Two Westerville school-district employees did not discriminate against two youngsters who were handcuffed by police after a 2011 school-bus incident, a federal judge has concluded.
Tonya Mitchell had sued bus driver Deidre Vandewater and Pointview Elementary School Principal Jeanne Roth, accusing them of discriminating against her son and daughter because they are black.
U.S. District Judge James L. Graham ruled on Friday that Mitchell did not present evidence of discrimination. He threw the case out. He also ruled that Mitchell did not present evidence that the Westerville Board of Education had discriminatory discipline practices.
“We’re gratified but not surprised,” said W. Charles Curley, the attorney for Vandewater, Roth and the school board. “At some point in the case, the plaintiffs are required to come up with evidence supporting the claims they make, and they had no evidence.”

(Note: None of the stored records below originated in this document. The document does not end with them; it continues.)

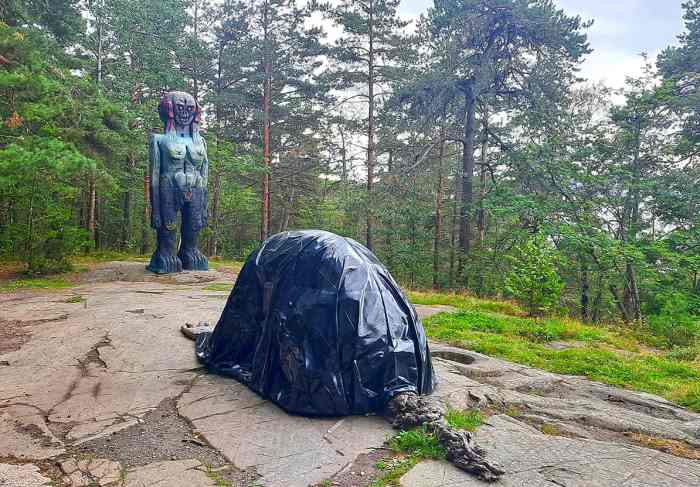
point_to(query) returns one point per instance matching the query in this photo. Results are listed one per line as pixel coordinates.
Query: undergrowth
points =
(616, 357)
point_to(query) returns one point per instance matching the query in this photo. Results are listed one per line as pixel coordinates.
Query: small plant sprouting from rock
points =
(466, 420)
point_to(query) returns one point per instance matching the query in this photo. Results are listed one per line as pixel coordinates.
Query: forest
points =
(464, 149)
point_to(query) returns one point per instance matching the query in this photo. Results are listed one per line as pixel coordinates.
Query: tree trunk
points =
(467, 178)
(585, 289)
(481, 217)
(212, 249)
(265, 217)
(631, 218)
(438, 210)
(145, 221)
(370, 131)
(92, 208)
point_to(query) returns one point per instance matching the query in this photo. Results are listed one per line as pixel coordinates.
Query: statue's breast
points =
(175, 150)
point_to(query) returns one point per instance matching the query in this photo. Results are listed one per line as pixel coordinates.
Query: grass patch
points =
(217, 286)
(605, 355)
(225, 264)
(394, 470)
(216, 477)
(58, 282)
(417, 442)
(465, 420)
(107, 256)
(467, 302)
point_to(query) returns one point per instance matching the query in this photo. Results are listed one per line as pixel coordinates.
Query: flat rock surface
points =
(183, 473)
(110, 378)
(21, 476)
(533, 459)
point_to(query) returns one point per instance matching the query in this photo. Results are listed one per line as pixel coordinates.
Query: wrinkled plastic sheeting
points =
(316, 324)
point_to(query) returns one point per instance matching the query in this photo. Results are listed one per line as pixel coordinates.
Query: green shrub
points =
(418, 442)
(533, 279)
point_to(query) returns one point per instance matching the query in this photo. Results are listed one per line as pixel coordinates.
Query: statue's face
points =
(184, 109)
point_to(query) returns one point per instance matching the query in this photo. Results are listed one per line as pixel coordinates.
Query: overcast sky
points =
(622, 30)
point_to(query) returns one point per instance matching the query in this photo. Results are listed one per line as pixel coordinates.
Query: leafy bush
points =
(533, 279)
(675, 323)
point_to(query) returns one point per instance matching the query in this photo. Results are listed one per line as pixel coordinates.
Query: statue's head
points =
(179, 109)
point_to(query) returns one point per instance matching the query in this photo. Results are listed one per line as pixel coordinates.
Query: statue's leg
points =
(165, 260)
(192, 259)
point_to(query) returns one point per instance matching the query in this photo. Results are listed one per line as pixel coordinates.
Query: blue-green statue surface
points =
(178, 183)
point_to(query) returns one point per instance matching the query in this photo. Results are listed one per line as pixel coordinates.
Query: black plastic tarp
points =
(316, 324)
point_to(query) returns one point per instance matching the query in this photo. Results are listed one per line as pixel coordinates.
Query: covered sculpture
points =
(316, 324)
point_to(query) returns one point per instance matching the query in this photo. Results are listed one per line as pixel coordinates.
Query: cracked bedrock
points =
(101, 368)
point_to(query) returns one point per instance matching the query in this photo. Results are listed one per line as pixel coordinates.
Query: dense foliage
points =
(467, 153)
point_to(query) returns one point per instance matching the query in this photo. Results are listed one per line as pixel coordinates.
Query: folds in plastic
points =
(316, 324)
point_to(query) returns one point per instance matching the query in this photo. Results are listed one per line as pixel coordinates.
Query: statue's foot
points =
(164, 264)
(192, 331)
(193, 260)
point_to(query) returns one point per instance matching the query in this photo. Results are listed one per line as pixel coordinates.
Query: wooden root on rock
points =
(409, 410)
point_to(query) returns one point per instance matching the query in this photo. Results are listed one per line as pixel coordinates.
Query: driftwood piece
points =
(410, 410)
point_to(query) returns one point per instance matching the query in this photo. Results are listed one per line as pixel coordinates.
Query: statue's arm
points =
(205, 166)
(154, 167)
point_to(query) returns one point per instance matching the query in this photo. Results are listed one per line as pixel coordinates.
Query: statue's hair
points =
(167, 115)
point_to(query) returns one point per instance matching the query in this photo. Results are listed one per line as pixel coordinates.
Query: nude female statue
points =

Byron L. Potts, the attorney for Mitchell and her children, said he wasn’t surprised by the judge’s decision, either.
“It’s difficult to get these discrimination cases pushed forward or to prevail in them these days,” Potts said. He said Mitchell is considering an appeal, which she has up to 30 days to file.
Michelle and Mikeal Mitchell were 7 and 8 and students at Pointview in October 2011 when a fight broke out on their bus. Vandewater kept Mikeal and a female student on the bus until Roth arrived. Later, when Michelle and Mikeal were in Roth’s office, she called police after the children ran around, knocked items off shelves and threatened her, according to court documents.
Police handcuffed the children and took them to the police station. The school district expelled them for 80 days.
Mitchell also sued police. In a settlement this spring, the police department agreed to pay the family $25,000.
Potts said the Mitchell children are enrolled in another school district and are doing well.